Literature DB >> 35426896

SNX5 targets a monoamine transporter to the TGN for assembly into dense core vesicles by AP-3.

Hongfei Xu1,2, Fei Chang2, Shweta Jain1, Bradley Austin Heller1, Xu Han2, Yongjian Liu2,3, Robert H Edwards1.   

Abstract

The time course of signaling by peptide hormones, neural peptides, and other neuromodulators depends on their storage inside dense core vesicles (DCVs). Adaptor protein 3 (AP-3) assembles the membrane proteins that confer regulated release of DCVs and is thought to promote their trafficking from endosomes directly to maturing DCVs.

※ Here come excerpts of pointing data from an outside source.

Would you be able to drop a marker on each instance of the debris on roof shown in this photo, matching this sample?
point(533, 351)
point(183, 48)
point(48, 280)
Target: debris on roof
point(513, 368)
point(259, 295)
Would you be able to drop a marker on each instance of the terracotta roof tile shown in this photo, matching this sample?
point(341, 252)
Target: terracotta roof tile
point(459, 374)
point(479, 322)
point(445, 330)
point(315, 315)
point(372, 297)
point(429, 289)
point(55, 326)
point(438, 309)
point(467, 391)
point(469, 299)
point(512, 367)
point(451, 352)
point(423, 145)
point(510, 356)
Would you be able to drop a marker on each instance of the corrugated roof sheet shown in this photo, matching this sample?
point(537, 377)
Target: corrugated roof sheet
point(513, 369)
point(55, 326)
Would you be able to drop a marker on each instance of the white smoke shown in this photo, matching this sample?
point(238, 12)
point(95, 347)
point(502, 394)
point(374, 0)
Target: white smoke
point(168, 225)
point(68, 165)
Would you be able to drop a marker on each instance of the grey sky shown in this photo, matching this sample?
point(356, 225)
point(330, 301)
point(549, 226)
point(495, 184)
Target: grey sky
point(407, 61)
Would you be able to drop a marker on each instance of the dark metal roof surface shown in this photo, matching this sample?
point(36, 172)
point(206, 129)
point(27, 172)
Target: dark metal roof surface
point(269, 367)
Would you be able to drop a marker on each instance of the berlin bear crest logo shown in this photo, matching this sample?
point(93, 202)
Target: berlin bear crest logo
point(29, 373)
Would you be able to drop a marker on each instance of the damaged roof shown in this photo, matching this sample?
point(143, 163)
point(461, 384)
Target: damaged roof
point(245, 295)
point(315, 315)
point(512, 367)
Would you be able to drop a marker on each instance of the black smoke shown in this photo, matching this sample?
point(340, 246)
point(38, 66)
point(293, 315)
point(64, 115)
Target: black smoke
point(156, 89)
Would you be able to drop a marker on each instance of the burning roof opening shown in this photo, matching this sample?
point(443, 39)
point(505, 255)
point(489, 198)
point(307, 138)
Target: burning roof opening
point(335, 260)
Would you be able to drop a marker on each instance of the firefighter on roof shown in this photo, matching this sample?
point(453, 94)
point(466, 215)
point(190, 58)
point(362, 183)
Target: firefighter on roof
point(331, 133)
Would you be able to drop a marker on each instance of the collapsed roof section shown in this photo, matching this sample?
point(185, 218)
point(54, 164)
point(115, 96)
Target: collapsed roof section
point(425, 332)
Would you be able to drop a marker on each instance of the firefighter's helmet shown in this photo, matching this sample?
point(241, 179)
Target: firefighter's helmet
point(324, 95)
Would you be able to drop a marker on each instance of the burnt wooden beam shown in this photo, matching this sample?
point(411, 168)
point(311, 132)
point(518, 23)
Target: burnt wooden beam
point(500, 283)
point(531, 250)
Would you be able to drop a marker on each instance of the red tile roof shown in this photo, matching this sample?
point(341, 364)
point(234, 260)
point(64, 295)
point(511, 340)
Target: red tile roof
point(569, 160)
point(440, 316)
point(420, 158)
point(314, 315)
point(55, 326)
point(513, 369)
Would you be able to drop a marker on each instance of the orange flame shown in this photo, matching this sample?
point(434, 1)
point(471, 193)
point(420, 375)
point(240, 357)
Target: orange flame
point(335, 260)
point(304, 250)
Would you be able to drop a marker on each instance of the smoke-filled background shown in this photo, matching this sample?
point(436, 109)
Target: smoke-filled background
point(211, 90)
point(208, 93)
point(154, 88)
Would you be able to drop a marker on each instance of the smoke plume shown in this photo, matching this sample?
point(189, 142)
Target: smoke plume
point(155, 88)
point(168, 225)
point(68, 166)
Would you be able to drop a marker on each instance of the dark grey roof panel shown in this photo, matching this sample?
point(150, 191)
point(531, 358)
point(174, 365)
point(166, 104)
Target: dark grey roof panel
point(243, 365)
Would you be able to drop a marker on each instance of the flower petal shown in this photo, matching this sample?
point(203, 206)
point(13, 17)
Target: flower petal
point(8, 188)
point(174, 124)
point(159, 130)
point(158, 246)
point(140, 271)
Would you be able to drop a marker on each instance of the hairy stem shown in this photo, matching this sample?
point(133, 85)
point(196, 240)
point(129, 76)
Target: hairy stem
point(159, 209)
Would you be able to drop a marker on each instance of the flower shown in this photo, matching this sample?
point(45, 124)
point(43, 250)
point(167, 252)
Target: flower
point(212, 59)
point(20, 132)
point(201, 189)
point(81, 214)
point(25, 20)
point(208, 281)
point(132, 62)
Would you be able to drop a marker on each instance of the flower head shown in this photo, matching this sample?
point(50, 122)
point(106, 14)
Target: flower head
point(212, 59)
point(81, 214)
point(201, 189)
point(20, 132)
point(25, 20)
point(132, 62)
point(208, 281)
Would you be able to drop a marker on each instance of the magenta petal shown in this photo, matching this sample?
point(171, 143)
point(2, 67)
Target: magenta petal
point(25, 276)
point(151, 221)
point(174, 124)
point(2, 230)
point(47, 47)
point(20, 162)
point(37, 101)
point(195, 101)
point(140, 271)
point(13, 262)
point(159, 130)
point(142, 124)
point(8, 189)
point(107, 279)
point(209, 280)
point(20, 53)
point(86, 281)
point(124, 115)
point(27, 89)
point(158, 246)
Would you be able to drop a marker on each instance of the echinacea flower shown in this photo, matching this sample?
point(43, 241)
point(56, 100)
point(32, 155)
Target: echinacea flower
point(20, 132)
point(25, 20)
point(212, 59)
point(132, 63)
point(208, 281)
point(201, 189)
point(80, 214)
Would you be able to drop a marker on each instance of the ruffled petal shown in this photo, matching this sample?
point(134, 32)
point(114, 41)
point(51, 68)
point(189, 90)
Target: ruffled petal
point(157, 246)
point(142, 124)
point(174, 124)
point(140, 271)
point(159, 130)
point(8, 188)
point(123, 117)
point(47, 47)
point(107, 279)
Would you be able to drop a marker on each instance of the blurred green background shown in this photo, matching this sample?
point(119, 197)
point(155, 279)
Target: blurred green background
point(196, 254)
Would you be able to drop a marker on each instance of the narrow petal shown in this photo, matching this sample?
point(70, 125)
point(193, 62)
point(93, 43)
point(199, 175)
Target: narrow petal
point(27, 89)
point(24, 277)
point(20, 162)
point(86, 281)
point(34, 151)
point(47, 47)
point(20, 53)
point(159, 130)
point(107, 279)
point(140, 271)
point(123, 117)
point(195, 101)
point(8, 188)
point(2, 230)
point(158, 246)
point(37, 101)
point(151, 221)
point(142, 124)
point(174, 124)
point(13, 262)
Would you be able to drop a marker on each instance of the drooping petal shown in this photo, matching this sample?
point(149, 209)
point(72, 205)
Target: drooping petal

We now find that regulated monoamine release from DCVs requires sorting nexin 5 (SNX5). Loss of SNX5 disrupts trafficking of the vesicular monoamine transporter (VMAT) to DCVs. The mechanism involves a role for SNX5 in retrograde transport of VMAT from endosomes to the TGN. However, this role for SNX5 conflicts with the proposed function of AP-3 in trafficking from endosomes directly to DCVs. We now identify a transient role for AP-3 at the TGN, where it associates with DCV cargo. Thus, retrograde transport from endosomes by SNX5 enables DCV assembly at the TGN by AP-3, resolving the apparent antagonism. A novel role for AP-3 at the TGN has implications for other organelles that also depend on this adaptor.
© 2022 Xu et al.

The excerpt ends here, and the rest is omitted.